Filters will be respected when you use search/replace17
Chapter 10. Integration to icinga-web¶
host/service view (optional)¶
You have the possibility to execute the additional CronkIntegration script, which allows you to jump
directly from a host/service in the host/service view to it's appropriate ldap entry. In the module folder,
cd CronkIntegration ./install.sh
And follow the instructions.
You need a CustomVariable entry named "DN" and containing the DN for each host that is in the tree
Chapter 11. Support¶
If you find any issues or have a feature request, feel free to open an issue at http://www.netways.org
Setup the export-config button¶
To export your config from the web interface (available in the current dev snapshot), you have to do three steps:
1.) Modify your access.xml and app/modules/LConf/config/access.xml, so the lconf_export entry points to the LConf Deploy script.
NOTE: Clear the web cache after modifying the configuration!!!
For example, on a standard installation, if your web user has to sudo to icinga in order to execute the command, your config would look like this:
... <execute> <folders> </folders> <files> <resource name="lconf_export">sudo -u icinga /usr/local/LConf/bin/LConfDeploy.sh</resource> </files> </execute> ...
Use the seperate deploy script for Icinga 2.x export shipped with LConf >= 1.4.0
... <execute> <folders> </folders> <files> <resource name="lconf_export">sudo -u icinga /usr/local/LConf/bin/LConfDeployIcinga2.sh</resource> </files> </execute> ...

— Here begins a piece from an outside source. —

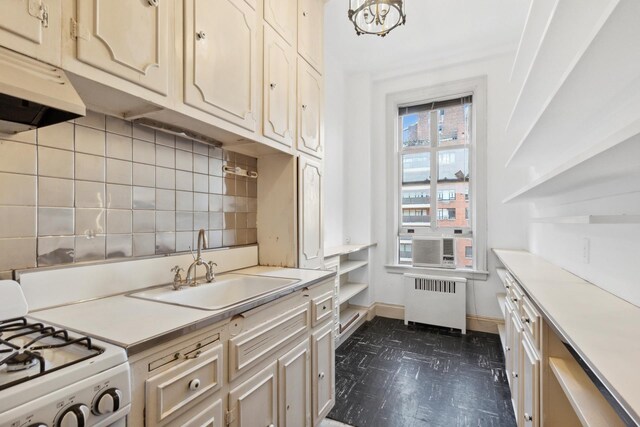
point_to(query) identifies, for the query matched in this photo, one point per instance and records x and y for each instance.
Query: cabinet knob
(194, 384)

2.) Grant your www-user rights to create icinga-configs and deploy them or grant him the right to execute sudo as the icinga user (in this case use the command as above, otherwise you can leave the sudo out)
Example inspired by this blog entry. The example grants the www-user run permissions to the deploy script, therefore you'll only need 'sudo /usr/local/LConf/bin/LConfDeploy.sh' in the example above. But that merely depends on your security policies.

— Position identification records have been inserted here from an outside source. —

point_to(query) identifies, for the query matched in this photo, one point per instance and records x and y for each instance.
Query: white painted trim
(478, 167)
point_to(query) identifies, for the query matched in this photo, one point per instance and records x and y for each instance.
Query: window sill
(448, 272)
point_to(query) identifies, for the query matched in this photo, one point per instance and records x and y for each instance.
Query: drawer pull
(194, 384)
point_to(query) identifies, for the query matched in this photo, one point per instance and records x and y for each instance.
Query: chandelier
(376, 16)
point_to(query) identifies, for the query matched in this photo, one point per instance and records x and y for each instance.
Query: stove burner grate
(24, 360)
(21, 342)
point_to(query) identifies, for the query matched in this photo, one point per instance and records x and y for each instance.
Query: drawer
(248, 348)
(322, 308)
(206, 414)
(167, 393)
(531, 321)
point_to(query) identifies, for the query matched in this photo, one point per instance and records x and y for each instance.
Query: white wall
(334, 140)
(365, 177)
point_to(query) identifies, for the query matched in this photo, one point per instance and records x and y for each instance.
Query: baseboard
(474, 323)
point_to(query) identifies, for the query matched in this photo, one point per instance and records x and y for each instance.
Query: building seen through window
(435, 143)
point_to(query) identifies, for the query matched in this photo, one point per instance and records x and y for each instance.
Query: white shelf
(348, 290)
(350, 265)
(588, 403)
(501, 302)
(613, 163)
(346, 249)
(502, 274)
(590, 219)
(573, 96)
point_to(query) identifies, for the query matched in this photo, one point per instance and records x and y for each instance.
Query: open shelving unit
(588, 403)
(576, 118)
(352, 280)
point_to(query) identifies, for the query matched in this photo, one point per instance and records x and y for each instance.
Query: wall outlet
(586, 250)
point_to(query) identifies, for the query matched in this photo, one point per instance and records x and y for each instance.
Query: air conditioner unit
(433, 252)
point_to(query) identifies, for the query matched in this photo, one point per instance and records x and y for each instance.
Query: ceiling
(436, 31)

# visudo ## BEGIN: Lconf sudo User_Alias LCONF=apache,icinga Defaults:LCONF !requiretty # allow icinga to reload the icinga config LCONF ALL=(icinga) NOPASSWD: /etc/init.d/icinga reload # allow icinga to touch the diag file LCONF ALL=(icinga) NOPASSWD: /bin/touch /var/icinga/icinga.chk # allow icinga to test the config LCONF ALL=(icinga) NOPASSWD: /usr/bin/icinga -v * # allow apache to execute the deployment bash script LCONF ALL=(apache) NOPASSWD: /usr/local/LConf/bin/LConfDeploy.sh # allow icinga to execute the deployment perl script LCONF ALL=(icinga) NOPASSWD: /usr/local/LConf/bin/LConfExport.pl -o /etc/icinga/lconf -v ## END: Lconf sudo
3.) Try to export - only modified satellites will be exported by default. If you want some satellites to be always updated, add them to the lconf_deploy.sh script
Test checkcommands from the webinterface¶
Note: This allows a user to execute commands on your machine. Although we made sure to escape parameters, backticks, you need explicit sudo rights for the allowed commands etc. there's no 100% guarantee a user can execute malicious commands. This is why there's a special credential lconf.testCheck and the check doesn't work without manual setup.

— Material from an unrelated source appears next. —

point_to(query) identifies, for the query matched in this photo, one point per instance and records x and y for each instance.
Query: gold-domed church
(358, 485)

Since version 1.3 there's the possibility to execute check commands in order to test your setup without exporting. This can be found in the properties dialog of services if your user has the lconf.testcheck credential assigned:
In order to work, a few setup steps are required:
- Your web user needs password-less sudo access to your plugin path and - if you want user defined macros to be resolved automatically - the resource.cfg. Read the manual of your sudo implementation on how to accomplish this.
- In your access.xml, you need to allow icinga-web to:
-- read the resource.cfg
-- execute files in the plugin folder
-- execute /bin/cat
you can find these definition commented out in the [[source]], the easiest way is change the paths according to your setup and clear the cache. If you want to know more about the semantic of the access.xml, take a look at the [[icinga-web documentation]].
Now you should see a mask showing the command and allows you to enter definitions to the placeholders. If you have granted access to the resource.cfg, you needn't to fill out definitions found here (they will be substituted on the server side, in order to prevent passwords showing in the frontend).